When going to a concert, I prefer an intimate venue. Sure, I enjoy smoke and lights in an arena filled with power ballads from the gods of rock from time to time, but a more personal setting is always my first choice. The Ryman Auditorium provides just that place for me to satisfy my appetite for good music the way I like it. I love the atmosphere, the vibe, the acoustics, the history and the variety of performers. Over the years, I’ve been to the Ryman to see Ben Folds, Kenny Rogers, Lionel Richie, Paramore, Trey Anastasio and even the Fresh Beat Band. Did I mention variety?
My husband and I invited a friend from Boston a few years ago to come and do “Nashville stuff”, which consisted of a lot of new things for us, as well. One of the stops on our itinerary was the tour of the Ryman. There was so much more to it than I had ever imagined. I got chills sitting in a dressing room thinking of all the great artists that had been looking in the same mirror before taking the stage.
Recently, I was invited to take a personal tour of the Ryman to dig a little deeper into its history and see it from a different perspective. Upon my arrival, I received an apology that we wouldn’t be able to take a full tour due to Jamey Johnson’s band doing sound check and warming up, but I became even more excited. As a musician, seeing what goes on the day of a show was definitely right up my alley.

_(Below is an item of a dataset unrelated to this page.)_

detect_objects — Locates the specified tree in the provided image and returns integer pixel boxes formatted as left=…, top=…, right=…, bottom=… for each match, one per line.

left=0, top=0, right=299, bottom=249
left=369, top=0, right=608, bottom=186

With levels being checked and instruments being tuned in the background, I listened to stories of how the Ryman was built and what the conditions were like. Something that you don’t hear on the regular tour is how the bricks were still warm when they were placed. They were made on site because there were no cars and trucks to haul them. There are dips in the bricks in certain places where the fingers of the men placing them went in. You can see a lot of the dips on the walls inside when you are about to enter the auditorium.
My list of performers is only a tiny fraction of the talent that has been brought to Nashville because of the Ryman. Elvis, Mae West, Louis Armstrong, Helen Keller, Bob Hope and many more have been on that stage. Hank Williams, Sr., was unknown when he first played at the Ryman at the Grand Ole Opry and was called back out for six encores that night. It’s the birthplace of bluegrass and where Johnny and June fell in love. Did you know that the “Hokey Pokey” was recorded there? I could go on and on…
If you haven’t been to the Ryman to see a show or take the tour, don’t wait any longer. It’s so much of what makes Nashville the wonderful place that it is. And when you go, be sure to touch the dips in the bricks. It will be our little secret.